好き勝手に話している訓練兵を無視して、ユウヤとアーサーは話を進めた。

「あれは…補給室に巨人が群がってるんだね」
「…そうですね。ガスが補給できず、壁が登れないという状況ですね」
「…そうか…」

エリアスは補給室を指さした。

「…1人何体かな」
「…7体くらいですか」
「いやー…きついな」
「…やるしかないですよ、エリアス分隊長」
「そうだね」

周りの訓練兵に目もくれず、エリアスとアーサーは会話を続けていた。
しかし、そこにジャンが割り込んだ。

「あの…あんたたち、誰ですか?」
「あぁ、そうか…また自己紹介をするのを忘れていたね」
「そうでしたね」

エリアスはジャンや訓練兵のみんなに聞こえるように、少し大きめの声で言った。

「調査兵団所属、エリアス・ホワイトだ」
「同じく調査兵団所属、エリアス分隊長の分隊長補佐、アーサー・ペンです」
「一日に2回も自己紹介するとはね」
「そんな日もあります」

「調査兵団!?なんで!壁外調査から戻ってきたんですか!?」
「いや、俺達はお留守番組」

ジャンは目を輝かせたが、その後のエリアスの言葉に、再び絶望した。

「この人たちは、調査兵団でも優秀な人たち…だから力を合わせれば勝てる…」
ミカサはエリアスの隣に並んだ。

「そうですよね?エリアス分隊長」
「…そうだね。

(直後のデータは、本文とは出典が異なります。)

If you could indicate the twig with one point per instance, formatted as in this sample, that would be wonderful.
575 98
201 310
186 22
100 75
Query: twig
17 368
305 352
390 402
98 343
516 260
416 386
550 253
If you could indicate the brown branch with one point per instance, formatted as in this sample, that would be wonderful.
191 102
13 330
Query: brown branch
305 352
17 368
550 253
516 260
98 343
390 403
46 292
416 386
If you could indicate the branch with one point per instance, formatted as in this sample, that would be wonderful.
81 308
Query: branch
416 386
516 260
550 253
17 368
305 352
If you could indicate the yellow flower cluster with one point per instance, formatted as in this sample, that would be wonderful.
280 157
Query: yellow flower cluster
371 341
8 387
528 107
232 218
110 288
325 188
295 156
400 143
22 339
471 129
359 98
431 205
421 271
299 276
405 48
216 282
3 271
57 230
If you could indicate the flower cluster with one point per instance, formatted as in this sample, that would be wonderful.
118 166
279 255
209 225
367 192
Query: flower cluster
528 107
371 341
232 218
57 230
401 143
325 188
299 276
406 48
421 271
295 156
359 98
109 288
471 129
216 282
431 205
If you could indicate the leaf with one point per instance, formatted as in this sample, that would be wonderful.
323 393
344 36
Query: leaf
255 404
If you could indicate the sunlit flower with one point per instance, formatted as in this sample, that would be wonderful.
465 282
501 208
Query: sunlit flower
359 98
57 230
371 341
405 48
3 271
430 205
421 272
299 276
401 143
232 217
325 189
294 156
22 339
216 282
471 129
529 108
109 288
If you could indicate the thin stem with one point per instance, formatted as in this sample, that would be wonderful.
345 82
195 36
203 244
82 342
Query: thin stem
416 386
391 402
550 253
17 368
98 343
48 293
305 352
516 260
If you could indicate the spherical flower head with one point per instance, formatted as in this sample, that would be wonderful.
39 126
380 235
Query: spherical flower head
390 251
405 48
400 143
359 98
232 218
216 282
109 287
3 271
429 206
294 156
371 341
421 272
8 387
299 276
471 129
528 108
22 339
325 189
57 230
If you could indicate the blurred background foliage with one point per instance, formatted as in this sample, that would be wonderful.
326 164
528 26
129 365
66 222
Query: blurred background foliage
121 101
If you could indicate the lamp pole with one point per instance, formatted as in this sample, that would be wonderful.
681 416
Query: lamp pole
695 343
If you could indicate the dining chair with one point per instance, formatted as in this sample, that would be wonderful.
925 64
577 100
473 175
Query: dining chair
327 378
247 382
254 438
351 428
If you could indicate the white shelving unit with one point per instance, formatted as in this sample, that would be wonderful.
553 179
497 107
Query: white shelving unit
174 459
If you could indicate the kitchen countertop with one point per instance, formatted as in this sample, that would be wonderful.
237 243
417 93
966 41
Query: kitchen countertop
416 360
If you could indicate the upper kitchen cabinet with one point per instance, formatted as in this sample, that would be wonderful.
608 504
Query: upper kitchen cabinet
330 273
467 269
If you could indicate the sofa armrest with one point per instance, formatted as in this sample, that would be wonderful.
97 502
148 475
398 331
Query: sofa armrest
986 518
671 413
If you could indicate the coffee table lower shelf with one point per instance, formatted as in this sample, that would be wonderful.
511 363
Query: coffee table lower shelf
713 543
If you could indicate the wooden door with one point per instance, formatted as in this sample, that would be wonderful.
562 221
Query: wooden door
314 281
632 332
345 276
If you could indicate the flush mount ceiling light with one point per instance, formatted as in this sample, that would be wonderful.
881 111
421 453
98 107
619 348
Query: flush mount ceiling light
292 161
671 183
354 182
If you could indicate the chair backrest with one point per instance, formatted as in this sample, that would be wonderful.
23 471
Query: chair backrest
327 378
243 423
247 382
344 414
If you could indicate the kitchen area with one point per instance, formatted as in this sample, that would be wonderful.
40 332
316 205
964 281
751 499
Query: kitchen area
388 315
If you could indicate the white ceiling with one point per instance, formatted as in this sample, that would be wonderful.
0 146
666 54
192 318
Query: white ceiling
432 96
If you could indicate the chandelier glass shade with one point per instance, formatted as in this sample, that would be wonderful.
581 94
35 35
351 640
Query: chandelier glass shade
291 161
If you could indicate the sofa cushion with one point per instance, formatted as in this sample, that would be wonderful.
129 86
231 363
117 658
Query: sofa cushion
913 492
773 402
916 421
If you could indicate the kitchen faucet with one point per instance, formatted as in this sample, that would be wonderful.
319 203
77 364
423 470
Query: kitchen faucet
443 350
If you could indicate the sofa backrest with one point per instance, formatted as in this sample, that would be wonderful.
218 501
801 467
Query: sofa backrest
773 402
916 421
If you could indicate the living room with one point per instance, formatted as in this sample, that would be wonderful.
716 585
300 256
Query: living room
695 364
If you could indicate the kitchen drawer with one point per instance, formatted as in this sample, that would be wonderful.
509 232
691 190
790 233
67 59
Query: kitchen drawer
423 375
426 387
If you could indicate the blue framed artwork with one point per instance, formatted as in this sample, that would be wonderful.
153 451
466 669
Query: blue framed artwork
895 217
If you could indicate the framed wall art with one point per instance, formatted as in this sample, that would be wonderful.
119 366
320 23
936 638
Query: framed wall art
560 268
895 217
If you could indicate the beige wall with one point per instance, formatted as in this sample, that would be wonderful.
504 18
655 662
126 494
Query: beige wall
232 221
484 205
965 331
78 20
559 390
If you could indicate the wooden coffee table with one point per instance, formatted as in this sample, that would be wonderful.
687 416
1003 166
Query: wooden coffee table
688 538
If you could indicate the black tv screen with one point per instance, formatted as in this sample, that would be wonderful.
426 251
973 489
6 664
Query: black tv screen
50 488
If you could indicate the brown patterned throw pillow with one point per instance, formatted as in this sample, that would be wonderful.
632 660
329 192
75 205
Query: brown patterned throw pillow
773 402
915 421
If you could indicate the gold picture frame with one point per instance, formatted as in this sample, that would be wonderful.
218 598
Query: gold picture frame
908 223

戦わなければ勝てない。ここにいても負けるだけだ」

エリアスは全員を見渡した。

「出来る限りサポートするから、みんなも頑張れそうかい?」
「「「…はい…」」」
「いい返事だ」

タンタンタン

「あ、おいこらミカサ!」

ミカサはエリアスの言葉を無視して、走りだした。

「アーサー、周りの状況を見て、サポートを頼んだ」
「かしこまりました」
エリアスはミカサを追いかけた。

「オイ!俺達は仲間に1人で戦わせろと学んだか!?」
いつまでも動かない訓練兵に向かって、ジャンは叫んだ。

「お前ら!本当に腰抜けになっちまうぞ!!」

「そいつは心外だな…」
「…」
「…はぁ…」

ドオオオオ

ライナー、アニ、ベルトルト、マルコはミカサとジャンの後に続いた。

「や、やい!腰抜けー弱虫ーアホー…」

「あいつら…」
「ちくしょう…やってやるよ…!」

「「「うおおおおおおおお」」」

訓練兵が一斉に補給室を目指した。